ENTRYPOINT [ "custom-entrypoint.sh" ]

# using this CMD works so that docker run ... doesnt require a command override, 
# only downside is it calls SET for this parameter on every psql issued to the container
CMD [ "-c", "max_locks_per_transaction=512" ]

The Dockerfile first sets the credentials that we’re going to use on our tests. Then it copies our script to the bin folder of the container and our .sql scripts to the /docker-entrypoint-initdb.d folder.

Then it runs our custom entrypoint, which will run those scripts if a database is not already created, which on build time it is not (unless you mount a volume with the data, but that’s not the case here).

Finally, build the image so we can use on our code by running docker build -t demo/testdb .

You should see on the logs the sql code being executed like this:

Updating tests to use the new image

Since we’re using a custom image, we need to specify that on the code. Edit DatabaseTest.kt and replace the line

class KPostgresContainer: PostgreSQLContainer<KPostgresContainer>()

with

class KPostgresContainer: GenericContainer<KPostgresContainer>("demo/testdb:latest")

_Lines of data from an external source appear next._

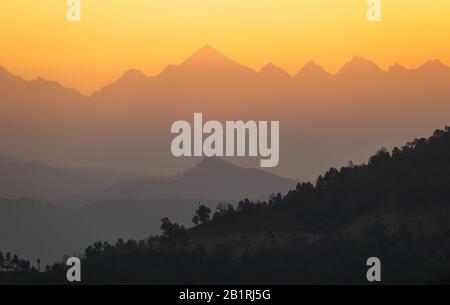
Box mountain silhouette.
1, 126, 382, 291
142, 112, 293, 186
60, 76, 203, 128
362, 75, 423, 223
64, 158, 296, 206
0, 46, 450, 180
17, 127, 450, 285
0, 157, 139, 200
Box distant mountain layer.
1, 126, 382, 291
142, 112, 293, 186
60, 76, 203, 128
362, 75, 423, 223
0, 157, 139, 200
0, 158, 296, 262
0, 46, 450, 180
0, 199, 215, 265
62, 158, 297, 206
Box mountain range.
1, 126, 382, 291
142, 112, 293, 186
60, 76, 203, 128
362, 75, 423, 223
0, 158, 296, 263
0, 46, 450, 180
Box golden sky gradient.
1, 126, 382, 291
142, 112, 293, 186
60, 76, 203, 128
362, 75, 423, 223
0, 0, 450, 94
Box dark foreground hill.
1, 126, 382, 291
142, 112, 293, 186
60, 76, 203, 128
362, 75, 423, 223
4, 127, 450, 284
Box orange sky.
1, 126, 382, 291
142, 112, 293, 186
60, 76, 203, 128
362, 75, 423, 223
0, 0, 450, 93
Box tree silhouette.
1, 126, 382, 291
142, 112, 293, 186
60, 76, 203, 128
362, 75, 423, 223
194, 204, 211, 224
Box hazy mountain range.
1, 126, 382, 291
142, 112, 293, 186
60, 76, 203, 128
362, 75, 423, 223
0, 158, 296, 262
0, 46, 450, 180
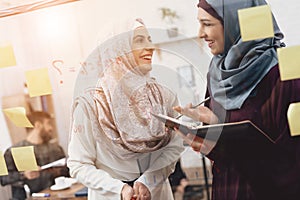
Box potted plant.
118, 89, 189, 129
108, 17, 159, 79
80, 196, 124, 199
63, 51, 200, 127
159, 7, 179, 37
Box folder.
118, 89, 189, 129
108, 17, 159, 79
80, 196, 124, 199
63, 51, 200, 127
151, 113, 277, 159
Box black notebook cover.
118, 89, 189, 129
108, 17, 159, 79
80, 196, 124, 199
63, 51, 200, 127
152, 114, 275, 158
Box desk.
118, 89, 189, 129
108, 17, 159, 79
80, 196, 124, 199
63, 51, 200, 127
32, 183, 87, 200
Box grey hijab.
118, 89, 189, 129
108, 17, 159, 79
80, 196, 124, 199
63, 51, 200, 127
200, 0, 284, 110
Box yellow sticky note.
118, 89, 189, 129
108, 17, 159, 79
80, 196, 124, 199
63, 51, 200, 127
287, 102, 300, 136
238, 5, 274, 42
0, 151, 8, 176
0, 44, 17, 68
11, 146, 38, 171
25, 68, 52, 97
277, 46, 300, 81
3, 107, 33, 128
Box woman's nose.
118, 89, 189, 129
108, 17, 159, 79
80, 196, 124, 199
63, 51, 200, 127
145, 41, 155, 51
198, 27, 206, 38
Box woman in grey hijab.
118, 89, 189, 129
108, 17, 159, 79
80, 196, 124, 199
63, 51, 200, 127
174, 0, 300, 200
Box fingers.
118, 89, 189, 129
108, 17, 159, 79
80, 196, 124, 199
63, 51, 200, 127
133, 182, 151, 200
121, 184, 133, 200
173, 106, 181, 113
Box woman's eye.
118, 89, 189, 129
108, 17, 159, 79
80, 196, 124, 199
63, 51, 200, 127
203, 23, 212, 26
135, 38, 144, 43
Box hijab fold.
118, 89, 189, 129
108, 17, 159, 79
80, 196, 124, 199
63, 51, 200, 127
73, 20, 177, 159
198, 0, 284, 110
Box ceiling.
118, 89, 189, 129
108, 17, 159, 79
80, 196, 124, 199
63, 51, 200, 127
0, 0, 79, 18
0, 0, 39, 10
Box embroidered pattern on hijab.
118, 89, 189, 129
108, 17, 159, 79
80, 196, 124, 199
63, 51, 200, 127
198, 0, 285, 110
73, 20, 177, 158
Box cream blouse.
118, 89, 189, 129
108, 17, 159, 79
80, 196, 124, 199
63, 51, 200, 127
67, 106, 184, 200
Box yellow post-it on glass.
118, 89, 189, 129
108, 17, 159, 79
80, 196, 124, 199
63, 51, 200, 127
238, 5, 274, 42
0, 151, 8, 176
287, 102, 300, 136
3, 107, 33, 128
11, 146, 38, 171
25, 68, 52, 97
0, 44, 17, 68
277, 46, 300, 81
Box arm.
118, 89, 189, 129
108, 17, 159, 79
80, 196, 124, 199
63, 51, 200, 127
137, 133, 184, 191
1, 149, 26, 186
67, 106, 125, 194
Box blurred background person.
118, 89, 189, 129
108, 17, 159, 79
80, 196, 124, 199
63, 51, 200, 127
1, 111, 69, 200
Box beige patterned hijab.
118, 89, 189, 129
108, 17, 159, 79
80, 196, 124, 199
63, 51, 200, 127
73, 20, 177, 158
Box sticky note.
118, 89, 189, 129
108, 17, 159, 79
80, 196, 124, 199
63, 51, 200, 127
25, 68, 52, 97
238, 5, 274, 42
3, 107, 33, 128
0, 44, 17, 68
11, 146, 38, 171
277, 46, 300, 81
287, 102, 300, 136
0, 151, 8, 176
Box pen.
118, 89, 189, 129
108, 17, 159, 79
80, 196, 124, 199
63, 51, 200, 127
175, 97, 210, 119
32, 193, 50, 197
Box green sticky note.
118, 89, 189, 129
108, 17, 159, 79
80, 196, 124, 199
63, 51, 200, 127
277, 46, 300, 81
287, 102, 300, 136
0, 44, 17, 68
0, 151, 8, 176
238, 5, 274, 42
11, 146, 38, 171
25, 68, 52, 97
3, 107, 33, 128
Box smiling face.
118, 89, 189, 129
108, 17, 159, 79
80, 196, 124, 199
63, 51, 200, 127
132, 26, 154, 75
198, 7, 224, 55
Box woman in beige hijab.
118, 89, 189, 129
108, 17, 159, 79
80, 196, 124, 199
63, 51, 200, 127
68, 20, 183, 200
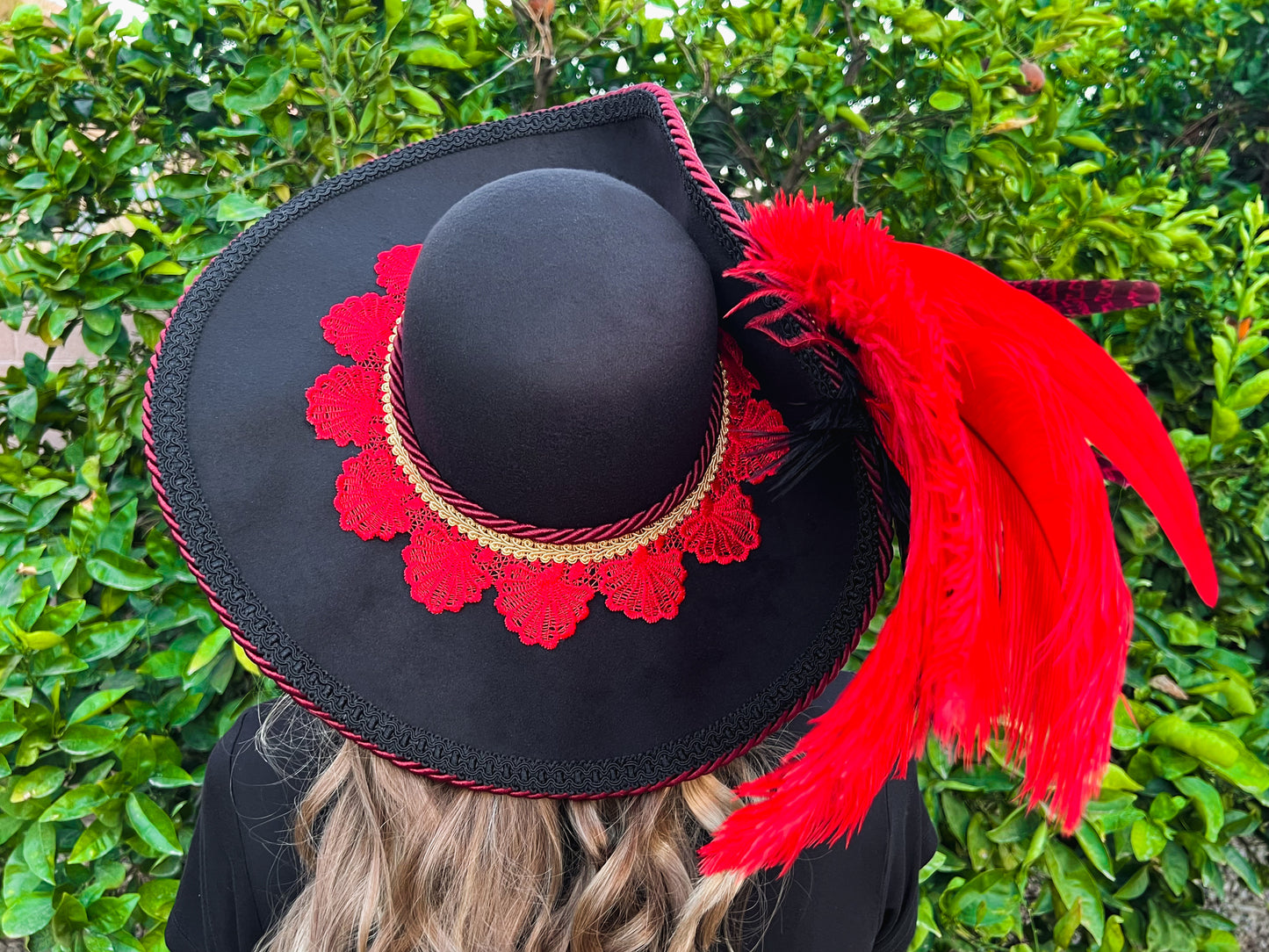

We also don’t need to specify the username and password since we’re already doing that on the Dockefile. So change the container initialization to just:

@Container
val container = KPostgresContainer()
        .withExposedPorts(5432)

That’s it for the code changes. If you run your tests now they should pass and the sql scripts are run only once on the creation of the Dockerfile itself, that can save a lot of time if have a lot of scripts to run. You can check the code for this post here. Just clone and checkout the custom-entrypoint tag.

Hope you enjoyed these series of posts! Testcontainers is a very handy tool.